Selon les sagas, les Vikings désignaient L’Anse aux Meadows sous le terme de Straumsfjörðr pour «fjord des courants». Mais le nom actuel du lieu résume plutôt une autre histoire, celle du contact de l’anglais et du français en Amérique du Nord. Car L’Anse aux Meadows est en fait la déformation du français L’Anse-aux-Méduses. C’est une belle évocation du sort particulier du français sur le continent, qui est venu à un cheveu de se dissoudre dans l’anglais et de prendre le chemin inverse de celui qu’il a pris ailleurs.
La puissance et autre chose
Le destin du norrois est en fait une belle démonstration qu’une langue internationale ne devient pas telle parce qu’elle a «gagné toutes ses guerres», comme on le dit souvent de l’anglais, mais bien pour autre chose. Car on peut dire qu’en matière de conquête de l’Amérique, les Vikings avaient une certaine avance. Et comme les féroces guerriers vikings n’ont pas souvent perdu leurs batailles entre les VIIIe et XIe siècles, c’est à se demander comment il se fait que l’Angleterre, la France et l’Allemagne ne soient pas des nations norroises.
En fait, quand les Vikings ont rencontré d’autres civilisations, ce sont eux qui se sont acculturés presque chaque fois. Exactement l’inverse des autres cultures européennes qui ont colonisé plus tard, sauf peut-être les Basques.
Considérons ce qui fut la plus grande colonie des Vikings, la Normandie. Presque un siècle avant qu’ils découvrent l’Amérique, d’autres Hommes du Nord (le sens de Normand) se sont installés dans ce qui deviendra la Normandie. Ils se sont complètement assimilés à la culture romane ambiante en deux ou trois générations. Ce que l’on appelle le normand était une langue romane qui faisait partie des langues d’oïl et dans lequel on retrouvait certains mots de norrois.

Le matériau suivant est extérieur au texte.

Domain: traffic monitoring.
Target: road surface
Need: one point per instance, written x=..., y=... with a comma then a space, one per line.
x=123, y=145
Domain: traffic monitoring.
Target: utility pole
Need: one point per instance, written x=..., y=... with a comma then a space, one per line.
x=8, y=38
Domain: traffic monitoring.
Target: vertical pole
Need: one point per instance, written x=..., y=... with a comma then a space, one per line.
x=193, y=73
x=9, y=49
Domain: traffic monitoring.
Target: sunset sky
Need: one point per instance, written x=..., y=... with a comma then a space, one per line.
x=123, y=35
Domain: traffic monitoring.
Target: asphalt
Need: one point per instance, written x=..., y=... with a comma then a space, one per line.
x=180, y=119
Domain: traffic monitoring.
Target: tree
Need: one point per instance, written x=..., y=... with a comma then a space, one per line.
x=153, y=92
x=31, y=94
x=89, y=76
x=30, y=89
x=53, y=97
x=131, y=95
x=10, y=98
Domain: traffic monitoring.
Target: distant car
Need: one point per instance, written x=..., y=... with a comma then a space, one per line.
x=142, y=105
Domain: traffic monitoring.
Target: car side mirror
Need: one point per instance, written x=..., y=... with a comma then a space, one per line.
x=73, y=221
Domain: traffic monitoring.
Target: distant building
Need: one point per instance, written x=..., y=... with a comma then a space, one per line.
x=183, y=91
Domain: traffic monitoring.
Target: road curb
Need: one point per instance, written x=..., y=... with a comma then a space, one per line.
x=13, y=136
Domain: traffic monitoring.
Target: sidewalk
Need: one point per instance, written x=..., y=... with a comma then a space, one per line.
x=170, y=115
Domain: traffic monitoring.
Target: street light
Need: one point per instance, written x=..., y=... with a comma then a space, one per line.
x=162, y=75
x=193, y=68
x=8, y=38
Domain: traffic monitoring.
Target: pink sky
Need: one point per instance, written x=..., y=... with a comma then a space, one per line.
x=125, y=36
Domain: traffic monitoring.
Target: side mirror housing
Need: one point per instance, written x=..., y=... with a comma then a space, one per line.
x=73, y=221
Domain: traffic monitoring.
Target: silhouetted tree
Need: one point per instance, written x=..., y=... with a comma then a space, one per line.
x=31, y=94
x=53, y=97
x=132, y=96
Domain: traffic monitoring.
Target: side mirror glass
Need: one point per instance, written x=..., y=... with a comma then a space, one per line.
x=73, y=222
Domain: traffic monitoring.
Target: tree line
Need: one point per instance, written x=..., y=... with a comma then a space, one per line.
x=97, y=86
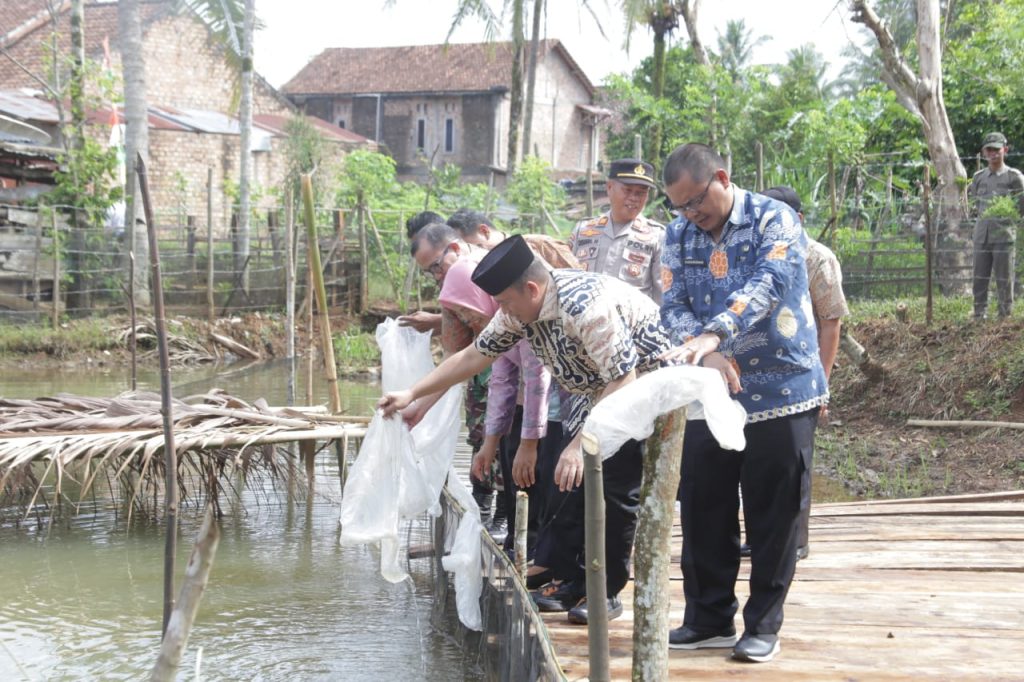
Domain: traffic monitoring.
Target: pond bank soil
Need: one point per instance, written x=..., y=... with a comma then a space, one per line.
x=951, y=371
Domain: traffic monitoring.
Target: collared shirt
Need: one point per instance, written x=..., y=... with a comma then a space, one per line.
x=503, y=393
x=750, y=288
x=984, y=186
x=633, y=254
x=825, y=283
x=592, y=330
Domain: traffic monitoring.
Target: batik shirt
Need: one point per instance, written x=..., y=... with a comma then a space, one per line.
x=592, y=330
x=751, y=289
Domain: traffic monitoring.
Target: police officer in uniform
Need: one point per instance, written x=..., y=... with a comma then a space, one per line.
x=622, y=243
x=993, y=236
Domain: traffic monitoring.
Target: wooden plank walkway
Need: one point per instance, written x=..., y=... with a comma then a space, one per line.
x=900, y=590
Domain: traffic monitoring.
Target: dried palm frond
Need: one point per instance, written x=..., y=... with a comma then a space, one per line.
x=70, y=440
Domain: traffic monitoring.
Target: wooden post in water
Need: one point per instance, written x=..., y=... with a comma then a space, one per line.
x=597, y=587
x=197, y=577
x=210, y=308
x=759, y=155
x=521, y=521
x=652, y=558
x=170, y=454
x=314, y=267
x=926, y=200
x=56, y=269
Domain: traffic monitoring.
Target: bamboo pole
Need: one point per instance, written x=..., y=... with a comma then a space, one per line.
x=290, y=282
x=314, y=267
x=759, y=155
x=364, y=256
x=211, y=310
x=170, y=454
x=197, y=577
x=927, y=199
x=392, y=280
x=590, y=168
x=652, y=558
x=597, y=588
x=56, y=270
x=521, y=522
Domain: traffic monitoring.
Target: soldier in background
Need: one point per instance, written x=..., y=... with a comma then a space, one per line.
x=993, y=236
x=622, y=243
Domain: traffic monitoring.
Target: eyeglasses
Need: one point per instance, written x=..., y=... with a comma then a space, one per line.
x=694, y=203
x=437, y=267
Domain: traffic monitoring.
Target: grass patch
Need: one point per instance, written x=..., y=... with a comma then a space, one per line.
x=75, y=337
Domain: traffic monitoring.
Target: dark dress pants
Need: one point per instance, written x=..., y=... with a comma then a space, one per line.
x=561, y=546
x=769, y=470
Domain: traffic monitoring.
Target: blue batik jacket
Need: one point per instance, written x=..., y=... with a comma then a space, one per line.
x=751, y=289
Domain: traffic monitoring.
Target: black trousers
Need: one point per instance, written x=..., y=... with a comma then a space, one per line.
x=506, y=455
x=561, y=546
x=769, y=471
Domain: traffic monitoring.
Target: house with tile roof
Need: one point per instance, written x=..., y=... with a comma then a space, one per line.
x=431, y=104
x=188, y=87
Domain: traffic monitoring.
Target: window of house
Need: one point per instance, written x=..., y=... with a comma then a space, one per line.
x=450, y=135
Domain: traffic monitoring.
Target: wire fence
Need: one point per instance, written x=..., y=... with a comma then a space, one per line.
x=50, y=268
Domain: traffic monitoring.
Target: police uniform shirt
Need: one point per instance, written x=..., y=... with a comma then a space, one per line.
x=986, y=185
x=634, y=255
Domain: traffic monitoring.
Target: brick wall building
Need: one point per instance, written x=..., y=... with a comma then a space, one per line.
x=188, y=87
x=437, y=103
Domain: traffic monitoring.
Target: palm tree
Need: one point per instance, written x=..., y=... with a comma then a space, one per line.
x=226, y=19
x=662, y=16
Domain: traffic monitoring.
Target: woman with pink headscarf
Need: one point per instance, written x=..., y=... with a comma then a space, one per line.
x=475, y=308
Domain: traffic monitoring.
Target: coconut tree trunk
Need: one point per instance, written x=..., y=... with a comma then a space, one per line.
x=515, y=109
x=136, y=137
x=921, y=94
x=535, y=44
x=246, y=124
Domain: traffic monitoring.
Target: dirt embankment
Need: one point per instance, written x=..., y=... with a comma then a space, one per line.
x=951, y=371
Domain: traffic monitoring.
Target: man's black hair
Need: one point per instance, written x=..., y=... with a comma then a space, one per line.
x=421, y=220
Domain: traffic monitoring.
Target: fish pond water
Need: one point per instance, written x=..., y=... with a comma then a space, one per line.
x=81, y=599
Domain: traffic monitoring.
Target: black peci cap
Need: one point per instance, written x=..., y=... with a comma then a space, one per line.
x=632, y=171
x=503, y=265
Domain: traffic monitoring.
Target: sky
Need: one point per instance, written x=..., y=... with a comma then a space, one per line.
x=298, y=30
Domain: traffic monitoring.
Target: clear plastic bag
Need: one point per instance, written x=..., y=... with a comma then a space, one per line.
x=630, y=412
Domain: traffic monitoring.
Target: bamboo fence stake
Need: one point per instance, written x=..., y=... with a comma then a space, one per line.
x=289, y=280
x=521, y=521
x=597, y=588
x=327, y=342
x=170, y=454
x=197, y=577
x=211, y=310
x=927, y=201
x=56, y=270
x=652, y=557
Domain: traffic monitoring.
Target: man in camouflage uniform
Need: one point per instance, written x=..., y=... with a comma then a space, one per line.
x=994, y=236
x=622, y=243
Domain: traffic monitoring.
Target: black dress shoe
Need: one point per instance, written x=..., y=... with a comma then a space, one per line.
x=555, y=597
x=536, y=581
x=687, y=638
x=578, y=614
x=757, y=648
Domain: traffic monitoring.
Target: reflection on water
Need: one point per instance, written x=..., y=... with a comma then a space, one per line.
x=285, y=601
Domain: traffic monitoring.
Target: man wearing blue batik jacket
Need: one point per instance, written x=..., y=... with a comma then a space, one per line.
x=737, y=300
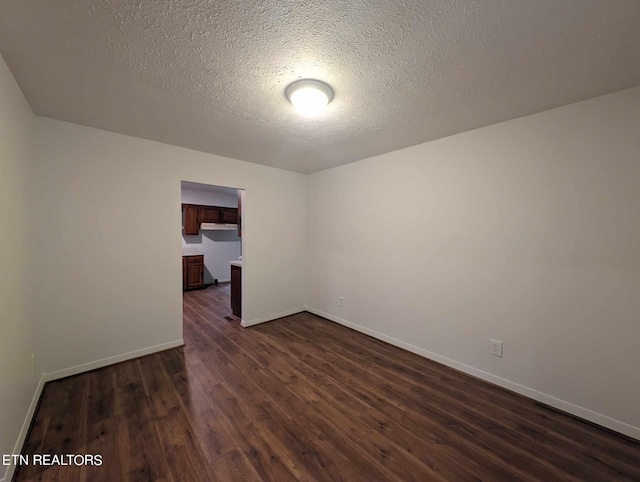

Le lien entre la puissance et la diffusion d’une langue n’est jamais direct: malgré trois siècles et demi d’empire espagnol, il était loin d’être acquis que l’espagnol serait la langue dominante au Pérou et au Mexique au XIXe siècle. En fait, le quechua et le nahuatl, qui était les langues des empires inca et aztèque, y avaient progressé aux dépens de toutes les autres langues précolombiennes à un point tel qu’ils ont failli prendre le dessus au moment des indépendances.
Dans le destin des langues, les migrations et les colonies de peuplement jouent effectivement un bien plus grand rôle que la seule puissance. Mais encore là, pas toujours. La France a déplacé bien davantage de population en Europe (presque un demi-million de huguenots et de réfractaires de la Révolution) que de colons en Amérique (15000 à tout casser). Et en Afrique, où les Français et les Belges s’étaient plutôt mal implantés durant la période coloniale, le français est sorti renforcé par le mouvement des indépendances. Exactement l’inverse de ce qui s’est passé en Amérique.
On pourrait épiloguer longuement sur tous les facteurs qui font qu’une langue s’internationalise, mais au regard de l’histoire, la puissance militaire et la domination coloniale sont assez peu de choses.